Is the battle of Brexit all over? Not for British artist Cold War Steve who, armed with only a laptop, is continuing the fight through his satirical dystopian collages.
Ever since Britain finally left the EU on January 31, the artist has been flooded with messages from pro-Brexit supporters telling him it’s over, he lost, move on.
But the 44-year-old, whose real name is Christopher Spencer, insists: “No, I’m not going to move on. I’m going to keep them under scrutiny.”
In his sights are what he sees as the populist “lies” of Prime Minister Boris Johnson’s Conservative government.
Cold War Steve’s collages are created at the table in a small, cluttered room in his red-brick home in Sutton Coldfield, near Birmingham in central England.
He thinks up ideas during the night while his wife and their three daughters are asleep, then works on them during the day.
The artist gradually refines the Photoshop collages which have brought him 225,000 Twitter followers, as well as a solid anti-Brexit reputation.
‘Misplaced and absurd’
In one montage posted on Brexit Day eve, he hijacked a photo of Brexit Party members of the European Parliament waving miniature British flags during their farewell session in the chamber.
They are at the bottom of a sinkhole in a tarmac driveway between a paunchy-looking Johnson sprawled on a bench in flip-flops and US President Donald Trump with his backside turned to the viewer.
“I just wanted them to look stupid,” he said.
In the background, a mountain of garbage evokes Britain’s 1978-1979 “winter of discontent”, when rubbish went uncollected during strikes.
His imaginary scenes are often situated in unmistakeably British settings – typically grim ones that hark back to a less than glorious past.
“They’re always wanting to go back to Britain before EU membership, before cultural diversity. So I often stick them back in these so-called glory days,” he said.
“They’ve got a hangover from the empire and an obsession with World War II. And the fallacy that Britain was standing alone and can do it again . . . it’s all just misplaced and absurd.”
In his spoof scenarios, Queen Elizabeth II, celebrities, politicians, soap stars, TV presenters, football managers and business chiefs regularly turn up in the most unlikely places.
Therapy to success
But there is one recurring character who has become the artist’s trademark: actor Steve McFadden, playing troubled hardman Phil Mitchell in the BBC soap opera EastEnders.
For Cold War Steve, he represents an everyman figure – a disconcerted or disappointed onlooker.
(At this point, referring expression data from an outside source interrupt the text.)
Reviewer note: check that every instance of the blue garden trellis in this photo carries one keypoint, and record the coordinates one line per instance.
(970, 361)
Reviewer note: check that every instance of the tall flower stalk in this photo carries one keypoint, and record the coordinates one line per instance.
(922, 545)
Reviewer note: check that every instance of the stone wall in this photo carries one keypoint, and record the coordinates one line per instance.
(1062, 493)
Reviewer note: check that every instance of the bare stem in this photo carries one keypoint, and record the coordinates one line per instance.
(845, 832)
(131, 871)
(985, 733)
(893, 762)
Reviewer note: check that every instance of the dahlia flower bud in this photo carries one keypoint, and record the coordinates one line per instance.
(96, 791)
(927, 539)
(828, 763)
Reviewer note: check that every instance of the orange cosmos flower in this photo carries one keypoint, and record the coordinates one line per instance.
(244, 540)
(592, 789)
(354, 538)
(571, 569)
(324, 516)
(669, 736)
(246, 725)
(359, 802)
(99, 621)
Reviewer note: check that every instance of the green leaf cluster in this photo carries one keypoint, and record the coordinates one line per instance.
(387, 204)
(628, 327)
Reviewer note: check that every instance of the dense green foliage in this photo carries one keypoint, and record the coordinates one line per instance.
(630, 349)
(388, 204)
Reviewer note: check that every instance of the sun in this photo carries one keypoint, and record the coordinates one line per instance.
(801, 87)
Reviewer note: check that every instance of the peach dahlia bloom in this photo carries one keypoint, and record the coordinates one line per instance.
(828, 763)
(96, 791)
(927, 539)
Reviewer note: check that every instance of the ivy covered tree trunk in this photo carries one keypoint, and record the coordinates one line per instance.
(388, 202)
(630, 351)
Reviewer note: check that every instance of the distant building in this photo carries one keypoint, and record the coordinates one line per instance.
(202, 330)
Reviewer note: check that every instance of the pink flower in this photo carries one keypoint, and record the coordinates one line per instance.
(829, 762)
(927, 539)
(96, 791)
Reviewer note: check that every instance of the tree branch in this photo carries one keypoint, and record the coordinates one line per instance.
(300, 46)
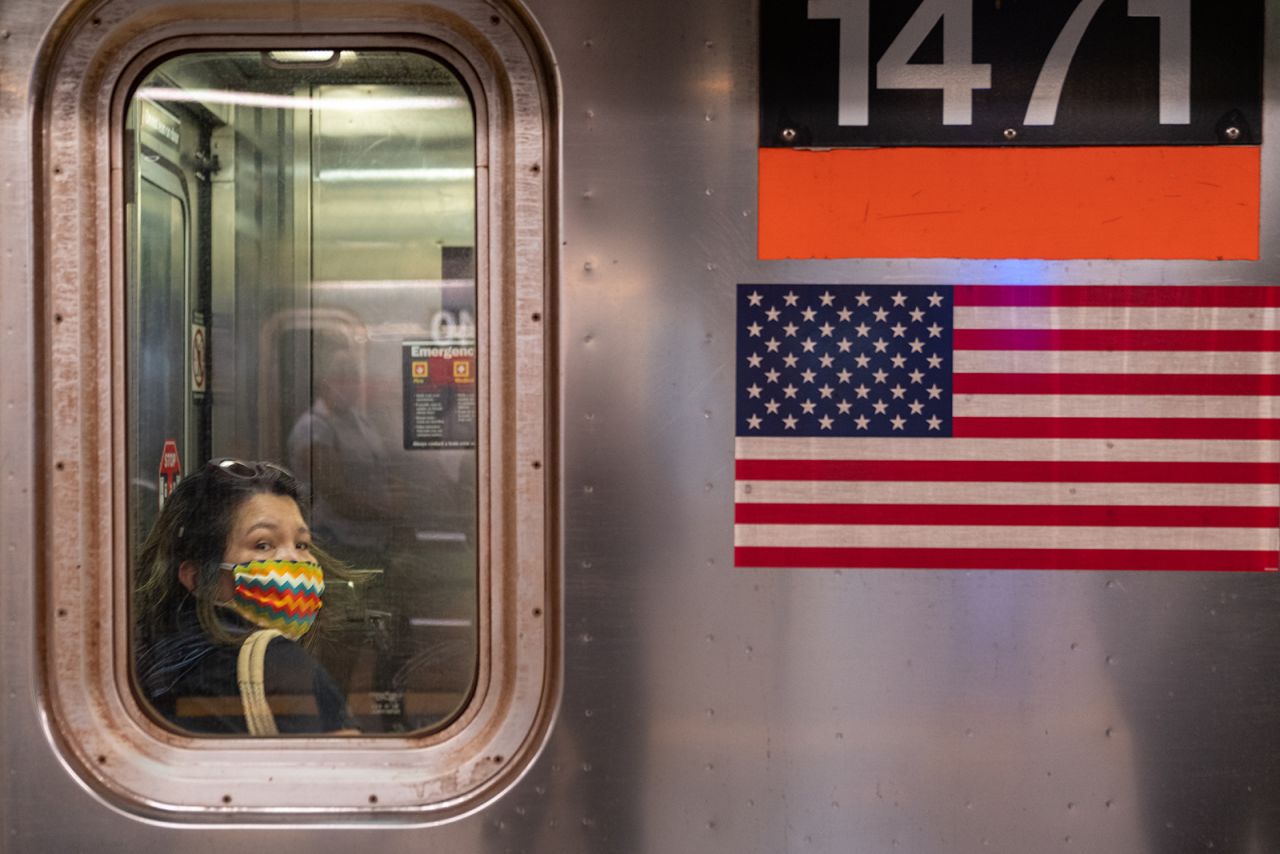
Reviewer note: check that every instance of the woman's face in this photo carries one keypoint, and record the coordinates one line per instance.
(265, 528)
(268, 528)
Even though he despises Brexit, Cold War Steve accepts the divisive issue in Britain’s history has also brought him success – and even salvation.
The probation officer, who went through several jobs after studying art, began to compose montages on his mobile phone in 2016.
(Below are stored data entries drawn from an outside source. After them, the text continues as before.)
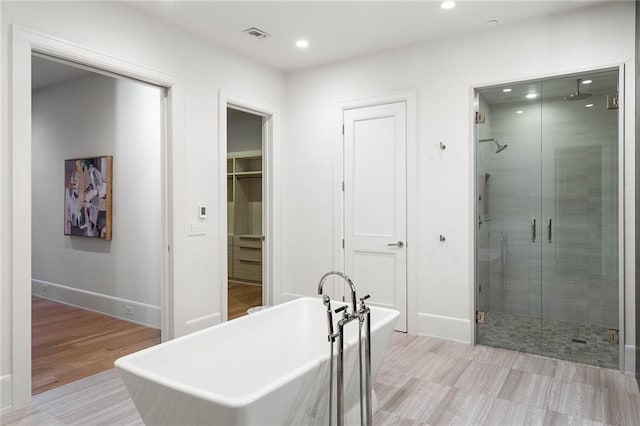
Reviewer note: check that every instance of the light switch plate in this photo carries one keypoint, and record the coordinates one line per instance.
(197, 228)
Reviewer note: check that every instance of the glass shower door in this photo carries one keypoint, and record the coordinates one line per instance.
(509, 223)
(580, 219)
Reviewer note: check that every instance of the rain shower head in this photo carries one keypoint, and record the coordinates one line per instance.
(499, 147)
(577, 96)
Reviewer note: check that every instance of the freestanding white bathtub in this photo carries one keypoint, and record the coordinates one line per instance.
(267, 368)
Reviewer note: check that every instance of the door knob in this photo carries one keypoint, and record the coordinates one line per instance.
(398, 244)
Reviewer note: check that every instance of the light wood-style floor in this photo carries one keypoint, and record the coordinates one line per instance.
(422, 381)
(70, 343)
(241, 297)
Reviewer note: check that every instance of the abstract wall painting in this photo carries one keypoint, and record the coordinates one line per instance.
(88, 196)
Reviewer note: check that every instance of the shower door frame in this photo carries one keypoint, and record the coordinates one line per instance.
(620, 67)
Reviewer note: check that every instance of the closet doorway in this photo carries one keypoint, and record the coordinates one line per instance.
(245, 212)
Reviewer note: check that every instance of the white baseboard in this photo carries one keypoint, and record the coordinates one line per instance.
(6, 393)
(128, 310)
(448, 328)
(203, 322)
(630, 359)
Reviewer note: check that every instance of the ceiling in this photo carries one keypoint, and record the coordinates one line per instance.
(338, 30)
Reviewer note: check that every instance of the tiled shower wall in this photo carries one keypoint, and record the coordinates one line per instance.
(573, 180)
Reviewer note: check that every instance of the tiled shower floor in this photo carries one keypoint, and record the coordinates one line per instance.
(556, 340)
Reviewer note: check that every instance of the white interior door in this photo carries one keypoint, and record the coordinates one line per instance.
(375, 145)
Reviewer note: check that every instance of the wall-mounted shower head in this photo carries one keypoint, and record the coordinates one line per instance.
(577, 96)
(499, 147)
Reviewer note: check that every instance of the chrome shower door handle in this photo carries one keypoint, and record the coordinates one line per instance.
(533, 229)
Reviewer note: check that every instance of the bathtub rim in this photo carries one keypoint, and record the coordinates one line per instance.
(126, 364)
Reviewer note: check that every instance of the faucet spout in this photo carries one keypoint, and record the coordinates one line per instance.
(344, 277)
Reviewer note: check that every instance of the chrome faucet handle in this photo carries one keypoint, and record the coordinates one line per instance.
(342, 309)
(362, 299)
(327, 302)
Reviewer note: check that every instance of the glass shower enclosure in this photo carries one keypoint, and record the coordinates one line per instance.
(547, 217)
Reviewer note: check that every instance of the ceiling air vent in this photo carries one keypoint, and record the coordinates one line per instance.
(255, 32)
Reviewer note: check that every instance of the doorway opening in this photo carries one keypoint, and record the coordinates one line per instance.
(95, 275)
(245, 212)
(548, 223)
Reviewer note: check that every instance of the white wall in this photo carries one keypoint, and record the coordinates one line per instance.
(91, 116)
(244, 131)
(444, 72)
(202, 69)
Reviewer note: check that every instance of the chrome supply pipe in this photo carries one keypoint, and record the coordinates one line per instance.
(340, 379)
(367, 349)
(327, 302)
(363, 315)
(360, 321)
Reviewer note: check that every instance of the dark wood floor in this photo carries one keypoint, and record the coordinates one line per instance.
(242, 297)
(70, 343)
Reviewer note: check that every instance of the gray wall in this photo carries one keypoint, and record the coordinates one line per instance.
(92, 116)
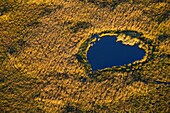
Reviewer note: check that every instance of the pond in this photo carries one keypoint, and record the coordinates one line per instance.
(107, 53)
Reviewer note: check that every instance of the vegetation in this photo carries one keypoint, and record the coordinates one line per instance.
(42, 67)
It was something to do on the bus to and from work and helped him combat drink and depression.
Initially they were incongruous scenes placing McFadden in the Cold War – hence the artist’s name.
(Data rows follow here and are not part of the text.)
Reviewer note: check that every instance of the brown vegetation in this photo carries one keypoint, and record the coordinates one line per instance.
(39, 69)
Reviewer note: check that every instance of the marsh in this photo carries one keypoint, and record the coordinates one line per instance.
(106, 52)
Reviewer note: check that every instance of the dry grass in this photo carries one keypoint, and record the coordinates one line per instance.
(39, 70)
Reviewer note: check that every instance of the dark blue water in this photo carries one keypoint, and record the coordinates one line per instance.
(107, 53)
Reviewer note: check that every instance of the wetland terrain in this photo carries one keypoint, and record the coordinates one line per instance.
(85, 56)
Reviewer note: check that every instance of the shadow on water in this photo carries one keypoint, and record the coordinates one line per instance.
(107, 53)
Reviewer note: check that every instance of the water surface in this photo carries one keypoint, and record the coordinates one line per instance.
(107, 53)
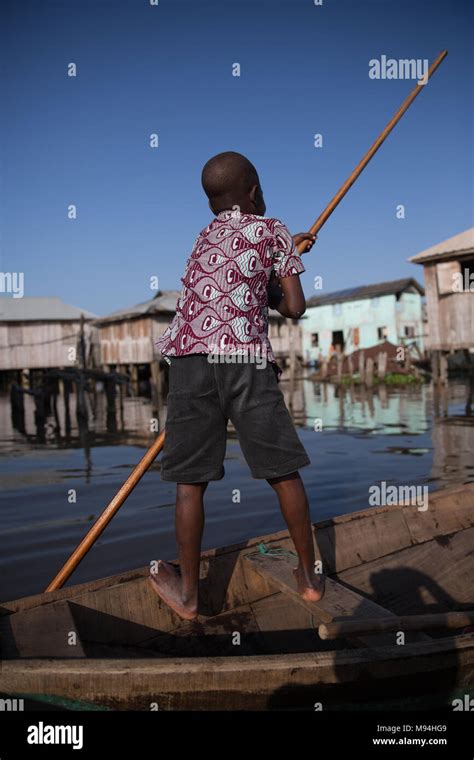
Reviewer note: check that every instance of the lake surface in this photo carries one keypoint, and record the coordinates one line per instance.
(51, 491)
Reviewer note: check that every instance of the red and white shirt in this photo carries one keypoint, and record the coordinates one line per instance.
(223, 306)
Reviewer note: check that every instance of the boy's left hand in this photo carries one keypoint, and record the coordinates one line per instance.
(305, 237)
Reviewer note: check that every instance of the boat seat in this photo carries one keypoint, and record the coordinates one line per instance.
(338, 601)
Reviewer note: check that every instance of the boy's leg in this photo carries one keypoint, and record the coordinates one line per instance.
(180, 590)
(295, 509)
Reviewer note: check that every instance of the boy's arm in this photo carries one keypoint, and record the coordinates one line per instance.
(286, 294)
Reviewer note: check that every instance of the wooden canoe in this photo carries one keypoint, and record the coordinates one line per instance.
(255, 645)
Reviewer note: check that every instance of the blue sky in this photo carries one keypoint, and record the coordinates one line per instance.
(168, 70)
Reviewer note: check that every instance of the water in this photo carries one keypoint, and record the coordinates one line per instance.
(52, 491)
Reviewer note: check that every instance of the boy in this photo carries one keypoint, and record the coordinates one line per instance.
(221, 319)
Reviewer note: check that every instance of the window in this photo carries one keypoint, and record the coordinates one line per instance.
(338, 340)
(467, 269)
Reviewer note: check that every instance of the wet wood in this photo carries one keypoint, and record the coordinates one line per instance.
(356, 626)
(395, 560)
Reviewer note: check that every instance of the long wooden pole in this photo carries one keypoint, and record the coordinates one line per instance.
(119, 498)
(101, 523)
(324, 216)
(358, 626)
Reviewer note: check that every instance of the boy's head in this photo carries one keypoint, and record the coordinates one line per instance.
(229, 180)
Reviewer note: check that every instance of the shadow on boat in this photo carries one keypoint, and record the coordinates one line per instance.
(403, 591)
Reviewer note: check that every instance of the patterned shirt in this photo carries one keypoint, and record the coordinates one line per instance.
(223, 306)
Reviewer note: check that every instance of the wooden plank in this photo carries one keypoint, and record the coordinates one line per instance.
(41, 632)
(364, 537)
(285, 626)
(447, 514)
(221, 683)
(435, 576)
(338, 601)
Then, in June 2016, a 52 per cent majority in Britain voted in favour of Brexit, and the artist changed course.
“It was devastating. I was just completely shocked,” he said.
He channelled his anger into art, finding that making Brexit-related collages was “very therapeutic”.
His creations quickly took off and garnered an online following.
‘Good for business’
Now he has books to his name, the cover of Time magazine and an exhibition in London.
He has also collaborated with the Scottish National Gallery of Modern Art and the Birmingham Museum and Art Gallery.
Trump has increasingly become a fixture. One recent work depicted the US president and his fellow Republicans in a reworking of Hieronymus Bosch’s hellscape “The Garden of Earthly Delights”.
Cold War Steve’s next exhibition is an original move: in April, anyone can download 23 works for free and exhibit them wherever they see fit.
He cannot imagine giving it all up. “They [Johnson’s administration] keep providing endless material for satirists because they’re just so inept,” he said.
“I’m in a difficult position where the worst thing . . . was for Boris Johnson to become prime minister. But then from a work point of view, it’s good for business!”